Again, in a manner antithetical to the DeFi infrastructure enabled by the blockchain, it’s nothing short of curious that not only is this enforcement mechanism (threat of lost credibility) ostensibly effective when it is those individuals raising money/tokenizing who are likely in the least need of it. Folks, there’s a reason why Steven Spielberg has Executive Producers, as opposed to going to the ‘crowd’, for capital needs.
This is because these tokenization companies seek to centralize and form companies around the activities delivered by decentralized-finance lending pools and, as of recent emergence, DAOs.
This, my fellow technophiles and Web3 compadres, are the real solutions that sites like BitClout and HumanIPO are seeking to deliver but will inevitably fail in doing so. (I will revisit my prediction in a year’s time, but I do feel quite strongly about this; I’d love to hear others’ thoughts in the comments).
At GameStake, the world’s first crowdfunding platform for up-and-coming amateur Esports players to raise capital from fans and everyday investors in exchange for a share in future revenue (while also offering a suite of talent incubation benefits to accelerate these promising gamers’ path from passion to the profession), our business roadmap, amongst other things like frugality and deliberation, is governed by a firm belief that our long-term success will be achieved only by positioning ourselves as a service provider that serves as an augmentation to Web3 and the individuals involved in its activities.

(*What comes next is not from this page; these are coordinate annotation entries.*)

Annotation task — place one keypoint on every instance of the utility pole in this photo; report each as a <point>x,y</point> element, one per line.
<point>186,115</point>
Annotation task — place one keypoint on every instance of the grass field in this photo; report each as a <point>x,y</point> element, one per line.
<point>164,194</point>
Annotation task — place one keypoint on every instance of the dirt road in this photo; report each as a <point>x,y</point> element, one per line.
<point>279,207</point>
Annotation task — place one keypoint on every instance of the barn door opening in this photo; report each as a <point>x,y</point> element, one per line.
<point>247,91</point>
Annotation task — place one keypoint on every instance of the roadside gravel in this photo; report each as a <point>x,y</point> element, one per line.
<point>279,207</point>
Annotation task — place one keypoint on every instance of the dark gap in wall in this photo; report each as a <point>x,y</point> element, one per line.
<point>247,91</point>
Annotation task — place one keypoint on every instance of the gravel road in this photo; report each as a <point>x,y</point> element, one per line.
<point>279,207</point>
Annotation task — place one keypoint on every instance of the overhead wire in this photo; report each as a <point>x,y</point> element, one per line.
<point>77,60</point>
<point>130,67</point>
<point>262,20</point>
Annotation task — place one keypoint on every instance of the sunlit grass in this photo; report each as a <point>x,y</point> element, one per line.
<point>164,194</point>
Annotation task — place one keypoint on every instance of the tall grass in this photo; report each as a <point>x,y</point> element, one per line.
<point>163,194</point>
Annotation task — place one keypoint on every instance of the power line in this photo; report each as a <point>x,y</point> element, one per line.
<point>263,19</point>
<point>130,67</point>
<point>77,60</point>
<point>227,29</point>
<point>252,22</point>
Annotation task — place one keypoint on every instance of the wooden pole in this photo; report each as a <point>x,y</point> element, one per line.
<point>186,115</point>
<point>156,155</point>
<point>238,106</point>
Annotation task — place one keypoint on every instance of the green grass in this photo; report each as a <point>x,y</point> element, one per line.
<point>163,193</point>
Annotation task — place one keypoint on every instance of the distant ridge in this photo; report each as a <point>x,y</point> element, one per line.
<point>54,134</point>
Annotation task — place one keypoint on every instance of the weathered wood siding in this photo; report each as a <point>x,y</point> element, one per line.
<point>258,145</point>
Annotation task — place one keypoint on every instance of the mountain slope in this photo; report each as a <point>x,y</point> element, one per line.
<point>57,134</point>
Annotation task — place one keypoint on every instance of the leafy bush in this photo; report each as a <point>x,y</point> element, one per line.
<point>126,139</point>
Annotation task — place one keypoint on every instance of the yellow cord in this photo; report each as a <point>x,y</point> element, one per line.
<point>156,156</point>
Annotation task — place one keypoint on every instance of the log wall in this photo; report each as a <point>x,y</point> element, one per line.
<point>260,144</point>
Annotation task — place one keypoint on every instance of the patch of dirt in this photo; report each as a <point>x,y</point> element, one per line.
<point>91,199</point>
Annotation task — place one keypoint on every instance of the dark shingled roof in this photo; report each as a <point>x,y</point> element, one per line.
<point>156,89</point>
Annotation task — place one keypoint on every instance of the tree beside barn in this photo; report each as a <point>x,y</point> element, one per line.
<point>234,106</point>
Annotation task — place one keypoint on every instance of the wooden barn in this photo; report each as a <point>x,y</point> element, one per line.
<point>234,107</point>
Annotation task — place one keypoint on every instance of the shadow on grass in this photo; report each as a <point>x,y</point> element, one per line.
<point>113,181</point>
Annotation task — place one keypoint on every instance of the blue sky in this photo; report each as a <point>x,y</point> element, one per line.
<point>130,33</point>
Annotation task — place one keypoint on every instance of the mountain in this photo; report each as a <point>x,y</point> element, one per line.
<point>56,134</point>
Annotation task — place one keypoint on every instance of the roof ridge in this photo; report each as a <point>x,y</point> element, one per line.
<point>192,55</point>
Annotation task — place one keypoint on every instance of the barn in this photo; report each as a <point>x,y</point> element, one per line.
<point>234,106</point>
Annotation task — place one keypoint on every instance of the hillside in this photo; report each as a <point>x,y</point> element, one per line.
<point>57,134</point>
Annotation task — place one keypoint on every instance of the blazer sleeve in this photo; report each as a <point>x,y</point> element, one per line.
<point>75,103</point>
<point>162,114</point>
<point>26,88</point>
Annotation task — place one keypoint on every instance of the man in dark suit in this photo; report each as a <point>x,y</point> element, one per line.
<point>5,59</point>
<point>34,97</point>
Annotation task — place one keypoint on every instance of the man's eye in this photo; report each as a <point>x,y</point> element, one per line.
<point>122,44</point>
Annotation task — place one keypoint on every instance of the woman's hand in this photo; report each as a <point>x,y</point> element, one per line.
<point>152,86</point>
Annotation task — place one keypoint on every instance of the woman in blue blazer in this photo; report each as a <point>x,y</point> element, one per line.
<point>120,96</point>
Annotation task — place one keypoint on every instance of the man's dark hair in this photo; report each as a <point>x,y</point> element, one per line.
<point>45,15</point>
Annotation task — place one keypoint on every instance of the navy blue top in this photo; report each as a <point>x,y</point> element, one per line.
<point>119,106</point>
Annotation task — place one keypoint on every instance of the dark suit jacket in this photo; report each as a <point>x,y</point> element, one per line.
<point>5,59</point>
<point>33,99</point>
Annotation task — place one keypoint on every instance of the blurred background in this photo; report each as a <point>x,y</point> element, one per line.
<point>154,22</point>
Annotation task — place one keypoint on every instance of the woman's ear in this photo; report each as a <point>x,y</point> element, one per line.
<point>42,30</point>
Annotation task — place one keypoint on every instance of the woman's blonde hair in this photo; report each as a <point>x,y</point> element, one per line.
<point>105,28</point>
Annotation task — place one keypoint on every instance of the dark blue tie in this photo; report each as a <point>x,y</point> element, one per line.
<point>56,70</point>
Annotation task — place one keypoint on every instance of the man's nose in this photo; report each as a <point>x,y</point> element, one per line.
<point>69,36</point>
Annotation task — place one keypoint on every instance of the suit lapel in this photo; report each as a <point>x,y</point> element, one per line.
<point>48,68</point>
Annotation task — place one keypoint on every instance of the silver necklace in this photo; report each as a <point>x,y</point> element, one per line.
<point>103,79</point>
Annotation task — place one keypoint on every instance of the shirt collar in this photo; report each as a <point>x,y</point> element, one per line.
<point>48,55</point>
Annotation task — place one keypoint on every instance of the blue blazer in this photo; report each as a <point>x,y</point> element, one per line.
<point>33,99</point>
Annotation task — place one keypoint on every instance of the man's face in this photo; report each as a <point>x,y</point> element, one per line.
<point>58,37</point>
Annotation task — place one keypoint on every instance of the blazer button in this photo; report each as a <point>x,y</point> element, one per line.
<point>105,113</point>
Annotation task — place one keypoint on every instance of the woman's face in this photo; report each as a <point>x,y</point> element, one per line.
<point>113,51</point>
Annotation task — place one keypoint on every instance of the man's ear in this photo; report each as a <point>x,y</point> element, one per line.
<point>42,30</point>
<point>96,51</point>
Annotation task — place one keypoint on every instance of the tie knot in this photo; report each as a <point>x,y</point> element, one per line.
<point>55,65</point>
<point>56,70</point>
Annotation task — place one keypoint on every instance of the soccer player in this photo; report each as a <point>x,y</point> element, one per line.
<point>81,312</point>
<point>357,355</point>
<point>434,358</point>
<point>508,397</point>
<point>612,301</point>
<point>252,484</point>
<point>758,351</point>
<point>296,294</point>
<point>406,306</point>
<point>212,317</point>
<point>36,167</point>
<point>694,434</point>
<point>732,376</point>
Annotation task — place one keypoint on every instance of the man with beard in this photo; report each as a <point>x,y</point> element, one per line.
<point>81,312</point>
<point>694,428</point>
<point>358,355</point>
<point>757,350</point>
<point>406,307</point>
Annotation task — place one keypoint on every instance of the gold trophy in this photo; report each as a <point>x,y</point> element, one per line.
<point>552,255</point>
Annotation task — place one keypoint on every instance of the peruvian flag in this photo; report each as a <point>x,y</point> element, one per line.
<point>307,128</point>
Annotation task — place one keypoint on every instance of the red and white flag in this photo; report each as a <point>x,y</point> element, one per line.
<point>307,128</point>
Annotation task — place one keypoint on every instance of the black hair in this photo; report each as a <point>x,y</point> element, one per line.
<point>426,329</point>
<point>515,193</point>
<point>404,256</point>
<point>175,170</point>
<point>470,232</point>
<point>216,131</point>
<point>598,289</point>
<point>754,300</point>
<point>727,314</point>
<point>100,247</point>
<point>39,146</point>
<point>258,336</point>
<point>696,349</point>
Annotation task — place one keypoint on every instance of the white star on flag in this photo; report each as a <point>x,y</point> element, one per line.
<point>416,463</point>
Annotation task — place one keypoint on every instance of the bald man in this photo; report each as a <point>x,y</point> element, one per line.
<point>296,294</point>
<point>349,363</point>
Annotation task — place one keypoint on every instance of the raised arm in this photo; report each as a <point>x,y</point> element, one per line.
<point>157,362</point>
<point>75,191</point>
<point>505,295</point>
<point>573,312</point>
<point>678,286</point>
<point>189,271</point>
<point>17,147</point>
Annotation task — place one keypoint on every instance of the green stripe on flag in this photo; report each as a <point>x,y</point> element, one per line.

In closing, if you’re intent on investing or building in Web3, be careful not to commit the great sin of seeking to, as stated, disintermediate that which by its very design is meant to be decentralized and disintermediated.
Failure to heed this caution will see to it that your company or investment will pop with the rest of the Web3 bubble, its legacy reduced to all but an investment note or incorporation document sitting at a state’s registrar's office.